If 'cities' are already a somewhat alienating proposition, what does their hyper-saturation with IT augur for the future generations inhabiting them? If architecture and structural engineering would take the evolution of materiality and space in hand, then it seems that interaction designers and their cohorts must take the long view on human-computer interactions with regard to the "humane" lived experience in those new environments.

Albert Poon
Welcome to the Post-PC Era

The age of desktop being the primary platform for digital experiences is over. Yes, there are hundreds of millions of traditional PCs with web browsers. They will not disappear. But even the most cursory look at sales numbers should make clear that the era of the big screen-keyboard-mouse digital experience is waning.

Charlene Zvolanek
A Digital Life: Remembering, Reminiscing and Reflecting

Heavily inspired by Richard Bank's 2011 publication The Future of Looking Back, we will explore potential long-term sentimental uses for the ever-increasing volume of data each of us generate, and conceptualize about interfaces that could display, make sense of and encourage reflection on individual lives using that data. Can we paint holistic views of people with data (we've got a start on holograms), and what parts of their data should (or should not) be included? How much data is needed before their personality traits become visible?

Varying privacy rules across the globe, awareness of and access to passively collected data, and the distributed nature of data storage across competing providers all pose challenges. The atrophy of online services where we actively store data and transportability of "your" data from those services is a challenge all its own.

Faded photographs and personal artifacts of the physical world are no longer the only items bequeathed or inherited. It's common to receive mostly uncurated digital artifacts, online accounts, and hard drives brimming with photos, video, docs, downloads, a digital music collection, cached browser histories and log files. Each will tell a story about the owner. Can systems be built to help us pre-curate our digital detritus and even provide tailored collections to others?

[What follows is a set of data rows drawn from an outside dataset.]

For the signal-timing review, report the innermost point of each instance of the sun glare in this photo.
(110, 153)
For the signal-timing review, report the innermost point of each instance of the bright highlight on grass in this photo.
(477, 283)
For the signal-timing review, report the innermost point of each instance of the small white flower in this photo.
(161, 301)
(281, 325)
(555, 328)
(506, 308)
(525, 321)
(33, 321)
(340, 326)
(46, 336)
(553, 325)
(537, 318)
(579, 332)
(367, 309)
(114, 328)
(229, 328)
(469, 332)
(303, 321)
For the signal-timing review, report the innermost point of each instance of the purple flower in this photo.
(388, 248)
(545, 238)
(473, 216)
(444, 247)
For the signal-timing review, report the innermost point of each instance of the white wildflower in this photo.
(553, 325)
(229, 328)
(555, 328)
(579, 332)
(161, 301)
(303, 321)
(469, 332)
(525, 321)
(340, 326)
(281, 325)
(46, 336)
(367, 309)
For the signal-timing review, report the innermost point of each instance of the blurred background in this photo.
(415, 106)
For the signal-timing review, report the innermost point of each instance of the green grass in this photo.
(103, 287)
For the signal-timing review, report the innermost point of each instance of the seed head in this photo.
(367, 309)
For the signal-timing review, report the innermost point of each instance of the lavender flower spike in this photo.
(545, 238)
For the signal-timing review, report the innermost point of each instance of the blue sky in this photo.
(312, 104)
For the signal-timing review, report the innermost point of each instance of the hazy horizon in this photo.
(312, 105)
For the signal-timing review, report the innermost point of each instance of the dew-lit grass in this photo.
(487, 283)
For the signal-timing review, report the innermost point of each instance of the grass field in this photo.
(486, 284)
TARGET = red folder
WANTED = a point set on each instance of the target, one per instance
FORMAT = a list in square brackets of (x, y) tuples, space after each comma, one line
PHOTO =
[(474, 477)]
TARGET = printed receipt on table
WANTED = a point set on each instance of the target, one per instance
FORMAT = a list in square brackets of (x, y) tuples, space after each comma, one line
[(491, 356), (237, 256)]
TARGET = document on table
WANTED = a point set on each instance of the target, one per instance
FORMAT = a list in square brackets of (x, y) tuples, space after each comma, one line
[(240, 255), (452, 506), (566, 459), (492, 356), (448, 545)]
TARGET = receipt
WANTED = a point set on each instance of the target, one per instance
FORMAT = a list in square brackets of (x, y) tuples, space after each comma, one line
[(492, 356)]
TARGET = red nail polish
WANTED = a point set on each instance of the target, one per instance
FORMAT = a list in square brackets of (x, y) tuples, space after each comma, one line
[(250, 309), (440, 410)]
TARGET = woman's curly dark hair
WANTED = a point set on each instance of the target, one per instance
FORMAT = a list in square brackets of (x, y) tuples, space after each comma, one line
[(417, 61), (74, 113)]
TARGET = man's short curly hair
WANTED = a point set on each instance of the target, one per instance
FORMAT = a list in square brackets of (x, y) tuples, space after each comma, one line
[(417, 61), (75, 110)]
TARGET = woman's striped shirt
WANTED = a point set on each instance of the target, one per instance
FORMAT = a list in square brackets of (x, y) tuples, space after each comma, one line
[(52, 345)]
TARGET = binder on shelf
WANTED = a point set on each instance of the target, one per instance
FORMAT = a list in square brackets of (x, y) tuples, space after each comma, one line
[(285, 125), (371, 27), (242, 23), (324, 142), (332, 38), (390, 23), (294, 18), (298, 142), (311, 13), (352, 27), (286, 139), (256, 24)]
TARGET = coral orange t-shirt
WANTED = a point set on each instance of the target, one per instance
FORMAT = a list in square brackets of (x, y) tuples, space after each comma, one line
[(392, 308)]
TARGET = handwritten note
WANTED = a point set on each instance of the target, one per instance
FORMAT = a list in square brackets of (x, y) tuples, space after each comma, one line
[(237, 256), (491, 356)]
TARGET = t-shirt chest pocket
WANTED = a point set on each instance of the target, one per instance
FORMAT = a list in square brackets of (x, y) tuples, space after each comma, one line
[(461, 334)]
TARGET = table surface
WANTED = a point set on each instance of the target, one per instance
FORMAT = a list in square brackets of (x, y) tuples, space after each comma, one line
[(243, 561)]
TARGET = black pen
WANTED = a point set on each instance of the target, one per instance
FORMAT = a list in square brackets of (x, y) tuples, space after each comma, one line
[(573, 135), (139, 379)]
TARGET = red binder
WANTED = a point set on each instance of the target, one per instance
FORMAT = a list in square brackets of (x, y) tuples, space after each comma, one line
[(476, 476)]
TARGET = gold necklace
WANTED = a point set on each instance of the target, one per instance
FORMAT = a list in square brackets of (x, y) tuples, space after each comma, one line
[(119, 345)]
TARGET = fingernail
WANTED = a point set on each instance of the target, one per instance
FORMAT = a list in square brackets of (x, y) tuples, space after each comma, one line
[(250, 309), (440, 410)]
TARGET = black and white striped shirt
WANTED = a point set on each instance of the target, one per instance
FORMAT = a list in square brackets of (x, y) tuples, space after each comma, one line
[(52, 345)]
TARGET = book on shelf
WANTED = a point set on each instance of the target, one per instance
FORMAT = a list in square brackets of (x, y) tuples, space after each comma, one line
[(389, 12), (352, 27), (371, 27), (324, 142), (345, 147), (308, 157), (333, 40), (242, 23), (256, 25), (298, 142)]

What meaning will your information and digital objects hold for people looking back on a lifetime of data, assuming they will be able to access it at all? What interface would you want them to use, and how curated would you want it to be? But, more importantly, who's going to manage your Facebook account? We'll do a group design challenge, and probably raise a lot more questions than we can answer in this session. While this is an emotionally evocative topic, this conversation will have a light and positive tone.